I moved through the penthouse on silent feet, a skill learned long before I became pakhan. The bedroom door opened without sound, and there she was—still curled around Little Alex, hair spread across my black pillows like spun gold. In sleep, she looked impossibly young, impossibly trusting, impossibly mine.
I sat on the edge of the bed carefully, not wanting to startle her. My hand found her hair, stroking gently, the way that always soothed her.
"Clara," I murmured, voice soft but insistent. "Little one, time to wake up."
She made a small sound of protest, burrowing deeper into the pillows. Her fingers tightened on the wolf, and for a moment, I wanted to let her stay here—safe in sleep where her father's betrayals couldn't reach.
But the world wouldn't wait for us to be ready.
"Baby girl," I tried again, hand still moving through her hair. "Daddy needs you to wake up and be big Clara today."
Her eyes fluttered open, hazy with sleep. For a moment, she just blinked at me, caught between dreams and waking. Then focus sharpened, and she was back—not the little girl who needed chocolate milk and Disney movies, but the woman who'd helped run a charity, who'd survived twenty-three years of Viktor Petrov's particular brand of neglect.
"What's wrong?" she asked immediately, because of course she could read the tension in my shoulders, the careful control in my voice. "What happened?"
"Your father happened," I said, helping her sit up, making sure she was fully present before continuing. "He held a press conference. Ivan's on his way up with the full footage."
The last traces of sleep vanished from her eyes, replaced by something harder, sharper. "What did he do?"
"What he does best," I said, standing to give her space to process what was coming. "Protecting himself by destroying you."
Ivanarrivedsevenminuteslater, and the fact that my ice-cold brother's jaw was clenched tight enough to crack teeth told me everything about how bad this would be.
He didn't bother with greetings, just set his laptop on my desk with movements too sharp for his usual precision. Clara had dressed quickly—jeans and one of my shirts she'd claimed, her hair pulled back in a messy bun that made her look younger than her twenty-three years. She curled into my office chair, knees drawn up, coffee mug clutched between her hands like armor. Little Alex was nowhere to be seen, but I'd noticed the slight bulge behind the throw pillow—hidden but within reach if needed.
"Your father held a press conference an hour ago," Ivan said without preamble, his voice carrying an edge I rarely heard. "Every major news outlet carried it live."
He turned the laptop toward us, and Viktor Petrov's face filled the screen again. This time I forced myself to watch, to catalog every lie for future retribution. Clara went still beside me, that particular stillness that preceded either explosion or collapse.
"Thank you all for coming," Viktor began, his expression a masterpiece of practiced concern. "I've called this conference to address concerns about my daughter Clara's recent disappearance and to ask for the public's help in ensuring her safety."
Clara's knuckles went white around her mug, but she said nothing.

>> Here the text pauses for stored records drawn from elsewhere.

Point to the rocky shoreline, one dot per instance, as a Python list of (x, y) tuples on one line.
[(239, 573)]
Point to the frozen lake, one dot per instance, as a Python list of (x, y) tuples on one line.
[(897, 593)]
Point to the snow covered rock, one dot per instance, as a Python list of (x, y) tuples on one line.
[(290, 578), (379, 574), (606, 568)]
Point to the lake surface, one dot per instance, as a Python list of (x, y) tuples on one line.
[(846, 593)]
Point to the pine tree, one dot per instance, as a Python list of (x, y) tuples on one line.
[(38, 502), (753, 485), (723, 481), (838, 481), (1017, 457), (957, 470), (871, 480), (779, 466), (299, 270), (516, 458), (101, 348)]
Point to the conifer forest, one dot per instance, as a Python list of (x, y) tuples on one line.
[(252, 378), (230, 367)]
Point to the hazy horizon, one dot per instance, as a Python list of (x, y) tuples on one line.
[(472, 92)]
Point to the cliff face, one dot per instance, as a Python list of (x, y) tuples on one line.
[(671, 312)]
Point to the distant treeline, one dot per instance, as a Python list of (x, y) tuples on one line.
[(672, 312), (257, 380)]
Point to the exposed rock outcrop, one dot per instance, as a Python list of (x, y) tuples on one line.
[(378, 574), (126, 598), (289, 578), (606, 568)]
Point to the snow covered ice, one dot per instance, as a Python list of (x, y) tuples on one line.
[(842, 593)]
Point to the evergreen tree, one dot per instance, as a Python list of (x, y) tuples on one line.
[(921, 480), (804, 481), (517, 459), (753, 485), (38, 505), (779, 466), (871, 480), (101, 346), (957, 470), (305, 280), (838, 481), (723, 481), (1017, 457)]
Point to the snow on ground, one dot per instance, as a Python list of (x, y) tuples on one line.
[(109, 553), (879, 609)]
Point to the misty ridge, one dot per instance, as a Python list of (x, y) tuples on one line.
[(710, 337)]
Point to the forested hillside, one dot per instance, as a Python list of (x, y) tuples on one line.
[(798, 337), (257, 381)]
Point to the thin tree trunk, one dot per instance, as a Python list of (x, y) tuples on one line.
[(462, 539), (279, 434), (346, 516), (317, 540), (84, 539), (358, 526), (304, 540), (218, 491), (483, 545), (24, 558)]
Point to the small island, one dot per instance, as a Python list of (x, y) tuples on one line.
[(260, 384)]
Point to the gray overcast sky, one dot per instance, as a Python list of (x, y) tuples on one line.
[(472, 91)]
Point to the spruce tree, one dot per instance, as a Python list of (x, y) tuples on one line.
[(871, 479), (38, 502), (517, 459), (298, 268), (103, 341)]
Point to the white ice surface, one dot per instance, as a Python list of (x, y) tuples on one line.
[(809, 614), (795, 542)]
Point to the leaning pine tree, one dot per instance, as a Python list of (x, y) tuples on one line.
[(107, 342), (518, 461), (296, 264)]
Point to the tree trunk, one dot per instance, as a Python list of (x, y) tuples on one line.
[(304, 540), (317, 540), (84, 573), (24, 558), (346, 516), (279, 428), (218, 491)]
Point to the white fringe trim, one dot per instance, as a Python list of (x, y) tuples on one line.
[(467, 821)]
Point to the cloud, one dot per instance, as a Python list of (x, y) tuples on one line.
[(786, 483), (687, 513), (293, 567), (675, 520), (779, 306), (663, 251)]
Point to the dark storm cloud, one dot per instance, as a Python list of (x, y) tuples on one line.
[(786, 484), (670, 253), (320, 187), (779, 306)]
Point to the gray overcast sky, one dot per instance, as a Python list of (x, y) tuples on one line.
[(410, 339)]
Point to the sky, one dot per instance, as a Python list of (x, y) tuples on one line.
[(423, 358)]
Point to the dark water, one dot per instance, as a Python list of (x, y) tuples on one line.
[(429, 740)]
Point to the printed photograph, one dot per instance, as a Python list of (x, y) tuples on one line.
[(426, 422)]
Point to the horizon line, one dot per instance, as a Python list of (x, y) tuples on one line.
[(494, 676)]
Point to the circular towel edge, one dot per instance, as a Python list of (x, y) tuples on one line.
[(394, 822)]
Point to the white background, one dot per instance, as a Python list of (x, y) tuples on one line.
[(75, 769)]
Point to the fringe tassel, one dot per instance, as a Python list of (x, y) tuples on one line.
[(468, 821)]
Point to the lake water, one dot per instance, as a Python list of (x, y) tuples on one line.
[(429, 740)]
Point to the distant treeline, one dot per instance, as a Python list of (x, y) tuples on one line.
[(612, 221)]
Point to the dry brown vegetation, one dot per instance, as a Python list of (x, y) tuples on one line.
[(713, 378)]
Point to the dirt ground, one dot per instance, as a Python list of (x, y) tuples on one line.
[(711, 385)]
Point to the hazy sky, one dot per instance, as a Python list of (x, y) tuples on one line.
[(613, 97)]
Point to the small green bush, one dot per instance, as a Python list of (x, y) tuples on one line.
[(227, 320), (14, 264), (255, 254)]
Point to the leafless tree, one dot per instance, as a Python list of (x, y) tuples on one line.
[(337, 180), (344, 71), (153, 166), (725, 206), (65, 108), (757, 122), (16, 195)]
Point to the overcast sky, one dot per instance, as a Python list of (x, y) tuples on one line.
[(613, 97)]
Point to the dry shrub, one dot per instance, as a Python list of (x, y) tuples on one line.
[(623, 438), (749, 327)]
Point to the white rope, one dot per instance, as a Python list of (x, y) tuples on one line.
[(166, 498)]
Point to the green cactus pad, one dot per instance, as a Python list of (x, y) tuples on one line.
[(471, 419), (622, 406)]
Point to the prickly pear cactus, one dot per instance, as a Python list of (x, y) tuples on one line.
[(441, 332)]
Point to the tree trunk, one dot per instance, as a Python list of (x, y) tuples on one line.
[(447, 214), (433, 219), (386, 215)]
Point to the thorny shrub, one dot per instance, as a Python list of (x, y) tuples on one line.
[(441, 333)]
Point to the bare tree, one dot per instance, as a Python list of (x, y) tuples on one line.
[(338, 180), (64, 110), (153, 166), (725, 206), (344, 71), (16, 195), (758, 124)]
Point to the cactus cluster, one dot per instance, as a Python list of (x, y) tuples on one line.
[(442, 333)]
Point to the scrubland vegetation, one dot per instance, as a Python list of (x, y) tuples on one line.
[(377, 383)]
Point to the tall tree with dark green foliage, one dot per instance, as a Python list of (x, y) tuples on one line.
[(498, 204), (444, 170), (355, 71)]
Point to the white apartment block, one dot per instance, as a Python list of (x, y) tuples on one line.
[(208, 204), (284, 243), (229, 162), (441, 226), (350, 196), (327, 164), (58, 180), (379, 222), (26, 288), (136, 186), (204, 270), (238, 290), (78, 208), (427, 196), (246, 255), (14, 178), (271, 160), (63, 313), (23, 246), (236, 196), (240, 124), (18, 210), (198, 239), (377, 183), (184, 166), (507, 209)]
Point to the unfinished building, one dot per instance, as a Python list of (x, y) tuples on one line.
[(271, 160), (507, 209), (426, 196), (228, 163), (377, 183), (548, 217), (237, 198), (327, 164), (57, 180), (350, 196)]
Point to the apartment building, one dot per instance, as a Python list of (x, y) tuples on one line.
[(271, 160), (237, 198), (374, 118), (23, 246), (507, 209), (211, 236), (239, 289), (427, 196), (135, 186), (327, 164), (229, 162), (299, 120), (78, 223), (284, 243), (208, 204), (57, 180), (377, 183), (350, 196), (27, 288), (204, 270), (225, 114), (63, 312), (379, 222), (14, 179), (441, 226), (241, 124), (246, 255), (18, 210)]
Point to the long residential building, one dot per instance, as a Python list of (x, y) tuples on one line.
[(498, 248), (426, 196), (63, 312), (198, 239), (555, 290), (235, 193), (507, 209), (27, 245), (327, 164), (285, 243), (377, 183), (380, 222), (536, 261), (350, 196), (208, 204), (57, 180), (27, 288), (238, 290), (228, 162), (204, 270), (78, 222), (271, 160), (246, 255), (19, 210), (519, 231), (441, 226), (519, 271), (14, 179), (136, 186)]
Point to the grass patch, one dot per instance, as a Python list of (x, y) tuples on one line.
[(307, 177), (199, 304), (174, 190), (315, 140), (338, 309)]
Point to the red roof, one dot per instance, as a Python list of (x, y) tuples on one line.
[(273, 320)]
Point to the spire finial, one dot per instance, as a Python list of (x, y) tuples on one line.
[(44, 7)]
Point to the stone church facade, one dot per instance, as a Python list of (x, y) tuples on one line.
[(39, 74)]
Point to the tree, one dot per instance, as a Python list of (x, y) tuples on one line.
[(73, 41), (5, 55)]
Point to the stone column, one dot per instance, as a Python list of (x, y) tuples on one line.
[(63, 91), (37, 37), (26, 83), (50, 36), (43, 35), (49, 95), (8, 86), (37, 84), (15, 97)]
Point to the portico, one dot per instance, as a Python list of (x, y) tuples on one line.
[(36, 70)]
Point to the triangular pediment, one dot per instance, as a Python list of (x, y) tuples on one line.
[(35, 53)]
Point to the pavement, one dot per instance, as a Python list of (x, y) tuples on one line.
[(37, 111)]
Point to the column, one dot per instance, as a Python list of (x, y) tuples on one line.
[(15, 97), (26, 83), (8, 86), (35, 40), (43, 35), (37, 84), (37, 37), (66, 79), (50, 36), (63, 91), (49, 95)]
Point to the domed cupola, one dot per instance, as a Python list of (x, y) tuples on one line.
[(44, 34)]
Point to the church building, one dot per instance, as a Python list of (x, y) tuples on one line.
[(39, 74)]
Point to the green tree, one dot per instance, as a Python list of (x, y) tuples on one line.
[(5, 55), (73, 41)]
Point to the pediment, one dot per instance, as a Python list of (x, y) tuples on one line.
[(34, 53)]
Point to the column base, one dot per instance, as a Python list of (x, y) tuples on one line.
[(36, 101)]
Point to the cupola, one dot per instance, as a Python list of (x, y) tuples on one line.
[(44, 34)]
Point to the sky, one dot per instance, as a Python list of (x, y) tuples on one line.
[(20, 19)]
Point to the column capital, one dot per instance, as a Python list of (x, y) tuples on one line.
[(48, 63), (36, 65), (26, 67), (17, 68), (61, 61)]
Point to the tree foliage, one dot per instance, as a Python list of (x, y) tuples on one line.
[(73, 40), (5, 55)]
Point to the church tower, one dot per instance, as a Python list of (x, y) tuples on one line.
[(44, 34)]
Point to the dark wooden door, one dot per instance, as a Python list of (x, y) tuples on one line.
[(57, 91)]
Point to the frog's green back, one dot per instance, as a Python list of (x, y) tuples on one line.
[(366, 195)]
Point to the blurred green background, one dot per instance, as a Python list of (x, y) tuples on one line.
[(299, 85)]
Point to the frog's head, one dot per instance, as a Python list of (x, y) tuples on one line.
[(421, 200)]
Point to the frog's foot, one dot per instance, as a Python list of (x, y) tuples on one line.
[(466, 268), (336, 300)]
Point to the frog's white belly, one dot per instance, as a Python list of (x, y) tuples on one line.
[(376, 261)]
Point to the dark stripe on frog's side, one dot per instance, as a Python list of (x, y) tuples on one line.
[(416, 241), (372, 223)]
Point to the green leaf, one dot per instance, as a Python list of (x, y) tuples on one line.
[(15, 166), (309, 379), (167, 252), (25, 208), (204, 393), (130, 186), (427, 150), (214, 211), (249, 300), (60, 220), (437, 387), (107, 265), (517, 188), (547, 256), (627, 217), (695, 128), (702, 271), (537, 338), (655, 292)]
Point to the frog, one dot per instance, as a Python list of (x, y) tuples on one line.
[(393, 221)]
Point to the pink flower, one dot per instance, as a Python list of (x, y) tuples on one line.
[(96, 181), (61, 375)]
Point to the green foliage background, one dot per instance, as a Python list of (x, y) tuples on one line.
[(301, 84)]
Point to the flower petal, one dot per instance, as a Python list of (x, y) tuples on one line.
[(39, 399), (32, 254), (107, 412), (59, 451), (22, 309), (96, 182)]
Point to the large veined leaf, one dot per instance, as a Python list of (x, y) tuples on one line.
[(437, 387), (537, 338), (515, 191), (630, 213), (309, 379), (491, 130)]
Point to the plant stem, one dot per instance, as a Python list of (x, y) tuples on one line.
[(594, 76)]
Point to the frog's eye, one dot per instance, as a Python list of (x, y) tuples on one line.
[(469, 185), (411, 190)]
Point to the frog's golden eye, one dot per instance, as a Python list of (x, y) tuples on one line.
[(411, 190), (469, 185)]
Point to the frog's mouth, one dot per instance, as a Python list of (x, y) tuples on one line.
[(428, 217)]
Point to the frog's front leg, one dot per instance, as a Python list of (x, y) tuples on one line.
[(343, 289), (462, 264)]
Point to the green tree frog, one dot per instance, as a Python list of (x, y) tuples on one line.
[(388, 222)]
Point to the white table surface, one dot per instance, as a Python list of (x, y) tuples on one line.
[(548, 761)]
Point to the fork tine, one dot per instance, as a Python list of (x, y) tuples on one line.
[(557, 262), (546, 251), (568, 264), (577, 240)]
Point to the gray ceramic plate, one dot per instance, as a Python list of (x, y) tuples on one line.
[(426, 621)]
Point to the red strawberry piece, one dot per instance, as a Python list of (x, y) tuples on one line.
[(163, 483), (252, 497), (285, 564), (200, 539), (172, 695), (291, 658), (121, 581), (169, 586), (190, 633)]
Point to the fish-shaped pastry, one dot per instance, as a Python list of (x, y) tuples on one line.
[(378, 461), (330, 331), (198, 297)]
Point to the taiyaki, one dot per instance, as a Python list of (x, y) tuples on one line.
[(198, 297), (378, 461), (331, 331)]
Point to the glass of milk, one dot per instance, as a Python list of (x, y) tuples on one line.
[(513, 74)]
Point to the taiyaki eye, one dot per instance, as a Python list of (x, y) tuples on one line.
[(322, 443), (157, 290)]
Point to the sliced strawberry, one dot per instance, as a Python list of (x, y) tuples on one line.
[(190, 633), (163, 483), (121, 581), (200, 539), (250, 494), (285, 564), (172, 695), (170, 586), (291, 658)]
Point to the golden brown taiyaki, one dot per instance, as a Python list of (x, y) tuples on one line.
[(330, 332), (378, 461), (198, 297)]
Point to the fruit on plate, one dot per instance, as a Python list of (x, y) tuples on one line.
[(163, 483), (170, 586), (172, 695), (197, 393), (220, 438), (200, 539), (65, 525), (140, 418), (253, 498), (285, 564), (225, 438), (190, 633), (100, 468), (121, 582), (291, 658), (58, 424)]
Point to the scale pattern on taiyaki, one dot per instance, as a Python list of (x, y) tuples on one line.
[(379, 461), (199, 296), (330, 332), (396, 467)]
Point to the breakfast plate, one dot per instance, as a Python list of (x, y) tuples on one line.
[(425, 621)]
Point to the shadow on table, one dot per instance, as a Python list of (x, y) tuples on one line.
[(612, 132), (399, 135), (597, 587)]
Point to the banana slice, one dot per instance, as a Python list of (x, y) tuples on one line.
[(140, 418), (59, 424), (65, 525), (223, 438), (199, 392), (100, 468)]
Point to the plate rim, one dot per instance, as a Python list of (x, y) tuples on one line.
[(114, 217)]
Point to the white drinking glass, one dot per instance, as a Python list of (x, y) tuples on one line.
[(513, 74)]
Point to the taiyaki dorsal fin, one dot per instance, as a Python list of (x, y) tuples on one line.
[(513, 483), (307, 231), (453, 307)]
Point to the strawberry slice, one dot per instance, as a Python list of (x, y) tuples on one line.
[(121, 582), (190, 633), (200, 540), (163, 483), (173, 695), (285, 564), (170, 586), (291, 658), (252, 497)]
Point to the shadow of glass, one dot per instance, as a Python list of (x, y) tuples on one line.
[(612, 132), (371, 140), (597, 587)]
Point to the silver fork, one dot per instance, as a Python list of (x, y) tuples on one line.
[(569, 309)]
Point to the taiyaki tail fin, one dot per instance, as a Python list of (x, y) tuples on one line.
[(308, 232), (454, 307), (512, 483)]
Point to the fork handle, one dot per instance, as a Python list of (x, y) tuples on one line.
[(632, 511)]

"What many don't know," Viktor continued, "is that our family has struggled with a history of mental illness. Clara's mother—my late wife—suffered from severe psychological issues before her tragic death. She experienced paranoid episodes, violent outbursts, inappropriate attachments to men she barely knew. We sought help, of course, but the disease had progressed too far."
"Liar," Clara whispered, so quiet I almost missed it. "She had postpartum depression. She was in therapy. She was getting better until the cancer—"
She stopped, jaw clenched, as Viktor kept talking.
"Recently, Clara has shown similar signs of instability. Colleagues at her charity have reported erratic behavior—missing meetings, paranoid accusations about being followed, claims that people were 'out to get her.' She became fixated on the idea that I was somehow her enemy, that I wanted to harm her. Classic paranoid delusions, exactly like her mother experienced."